# UFO Analysis

## Abstract

The goal of this project is to explore the UFO data across US states and to get some meaningful insights.

For this project we will be working with **Kaggle's UFO Sightings** dataset- https://www.kaggle.com/NUFORC/ufo-sightings

Following questions will be answered-
* When and where do people see UFOs in California?
* What is the average length of UFO sightings across the U.S. states?
* Differences in the circumstances of UFO sightings across the U.S. states?

#### To enable multiple output

In [1]:
from IPython.core.interactiveshell import InteractiveShell
InteractiveShell.ast_node_interactivity = "all"

In [1]:
import pandas as pd

## Reading the UFO Data and Cleaning

In [2]:
df=pd.read_csv('scrubbed.csv', low_memory=False)
df.head(2)

Unnamed: 0,datetime,city,state,country,shape,duration (seconds),duration (hours/min),comments,date posted,latitude,longitude
0,10/10/1949 20:30,san marcos,tx,us,cylinder,2700,45 minutes,This event took place in early fall around 194...,4/27/2004,29.8830556,-97.941111
1,10/10/1949 21:00,lackland afb,tx,,light,7200,1-2 hrs,1949 Lackland AFB&#44 TX. Lights racing acros...,12/16/2005,29.38421,-98.581082


#### Column renaming to make it more user-friendly

In [3]:
df=df.rename(columns={'datetime':'sighted_on', 'duration (seconds)':'duration_s', 
                      'duration (hours/min)':'duration_hm','date posted':'posted_on'})

In [4]:
df=df.set_index('sighted_on')

#### Preprocessing data by transforming the columns 

In [5]:
df['city']=df['city'].str.title()
df['state']=df['state'].str.upper()
df['country']=df['country'].str.upper()

## Sighting in California at various times

In [6]:
Sighting_Cal=df[df['state']=='CA']
Sighting_Cal.head(5)

Unnamed: 0_level_0,city,state,country,shape,duration_s,duration_hm,comments,posted_on,latitude,longitude
sighted_on,Unnamed: 1_level_1,Unnamed: 2_level_1,Unnamed: 3_level_1,Unnamed: 4_level_1,Unnamed: 5_level_1,Unnamed: 6_level_1,Unnamed: 7_level_1,Unnamed: 8_level_1,Unnamed: 9_level_1,Unnamed: 10_level_1
10/10/1968 13:00,Hawthorne,CA,US,circle,300,5 min.,ROUND &#44 ORANGE &#44 WITH WHAT I WOULD SAY W...,10/31/2003,33.9163889,-118.351667
10/10/1979 22:00,San Diego,CA,US,oval,180,3 minutes,My 2nd UFO sighting&#44 October 1979,8/5/2001,32.7152778,-117.156389
10/10/1989 00:00,Calabasas,CA,US,disk,300,approx 5 min,Unidentified object on Mulholland Highway.,12/14/2004,34.1577778,-118.6375
10/10/1995 22:40,Oakland,CA,US,,60,1 minute,Woman repts. bright light in NW sky&#44 sudde...,11/2/1999,37.8044444,-122.269722
10/10/1998 02:30,Hollywood,CA,US,changing,300,5 minutes,I was standing outside on Sunset Blvd. at Vine...,11/1/1998,34.0983333,-118.325833


## Average length of UFO sightings across the U.S. states

#### Transforming the duration data into numeric value 

In [7]:
df['duration_s'] = pd.to_numeric(df['duration_s'],errors='coerce')

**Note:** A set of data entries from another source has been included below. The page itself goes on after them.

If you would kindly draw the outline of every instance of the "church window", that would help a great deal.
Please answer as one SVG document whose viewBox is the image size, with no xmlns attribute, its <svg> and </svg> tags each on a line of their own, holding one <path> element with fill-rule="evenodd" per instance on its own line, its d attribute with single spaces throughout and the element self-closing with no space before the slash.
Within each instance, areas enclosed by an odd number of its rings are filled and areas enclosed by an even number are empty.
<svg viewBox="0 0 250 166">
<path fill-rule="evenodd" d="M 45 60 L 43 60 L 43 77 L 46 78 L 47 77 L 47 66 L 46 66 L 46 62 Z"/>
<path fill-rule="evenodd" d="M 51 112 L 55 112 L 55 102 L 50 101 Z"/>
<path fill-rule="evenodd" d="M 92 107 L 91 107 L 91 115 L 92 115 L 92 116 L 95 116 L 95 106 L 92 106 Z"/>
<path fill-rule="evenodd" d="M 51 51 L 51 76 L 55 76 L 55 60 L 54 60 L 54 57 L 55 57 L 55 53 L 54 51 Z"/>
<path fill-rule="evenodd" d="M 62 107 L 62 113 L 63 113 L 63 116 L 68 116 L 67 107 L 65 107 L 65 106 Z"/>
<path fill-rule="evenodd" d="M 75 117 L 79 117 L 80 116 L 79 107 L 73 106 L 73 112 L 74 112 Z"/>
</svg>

#### Calculating the average sighting time

In [8]:
time=df['duration_s'].mean()
print("Average sighting time is %2f seconds" % time)

Average sighting time is 9017.225634 seconds


#### Average sighting duration in the format of Days:Hours:Minutes:Seconds

In [9]:
day = time // (24 * 3600)
time = time % (24 * 3600)
hour = time // 3600
time %= 3600
minutes = time // 60
time %= 60
seconds = time
print("d:h:m:s-> %d:%d:%d:%d" % (day, hour, minutes, seconds))

d:h:m:s-> 0:2:30:17


## Analyzing UFO Sighting Comments

#### Writing comments in a text file

In [10]:
import codecs
file = codecs.open("comments.txt", "w")
for i in df.comments:
    file.write(str(i))
    file.write("\n")
file.close() 


#### Now we have generated a file containing comments for the further analysis.

## Pre-processing Comments

#### Importing required packages

In [11]:
import nltk
from nltk.corpus import stopwords # Import the stop word list
nltk.download("stopwords")
import sklearn 
import collections, re

[nltk_data] Downloading package stopwords to
[nltk_data]     C:\Users\VershaDeota\AppData\Roaming\nltk_data...
[nltk_data]   Package stopwords is already up-to-date!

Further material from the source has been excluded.